Objective: According to guidelines for health insurance reimbursement, ineffective use of one aCGRP mAb (monoclonal antibody targeting the CGRP pathway), defined by not reaching a reduction of monthly migraine days (MMD) by 50% compared to baseline after 6 months of treatment, excludes reimbursement of another aCGRP mAb. The aim of this preliminary analysis is to quantify the effectiveness of switching to another aCGRP mAb.

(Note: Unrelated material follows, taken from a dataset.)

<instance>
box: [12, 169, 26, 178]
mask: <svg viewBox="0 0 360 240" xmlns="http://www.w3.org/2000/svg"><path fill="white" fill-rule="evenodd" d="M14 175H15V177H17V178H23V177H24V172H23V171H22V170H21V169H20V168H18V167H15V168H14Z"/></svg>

Methods: FINESSE is a multicenter, two-country (Germany, Austria) prospective, non-interventional study in which effectiveness and tolerability of fremanezumab in adults with episodic (EM) or chronic migraine (CM) are evaluated in clinical practice. Medical history is documented at baseline, including past preventive treatment (PPT) with another aCGRP mAb. A subgroup analysis (14.05.21) focused on PPT with other aCGRP mAbs prior to initiation of fremanezumab. Distribution of patients with and without ineffective PPT with another aCGRP mAb was analysed for the primary endpoint of FINESSE, the proportion of patients reaching ≥50% reduction in monthly migraine days (MMD) that was evaluated during the 6-month period after the first dose of fremanezumab.

Results: 308 patients had completed the 6-month visit, 241 without and 67 with prior exposure to another aCGRP mAb. The main reason for discontinuation of prior aCGRP mAb therapy was low efficacy (LoE) in 57 patients (85.1%). In total 150 of 308 patients (48.7%) achieved the primary endpoint of ≥50% reduction in MMD. Eighteen of 57 (31.6%) patients with LoE of prior aCGRP mAbs reached the primary endpoint compared to 129 of 241 (53.5%) patients without prior aCGRP mAb treatment.

Conclusion: This first data provides prospective real-world evidence that treatment with fremanezumab is effective in about 30% of patients with prior LoE under aCGRP mAb treatment. For these patients, a switch should not be withheld.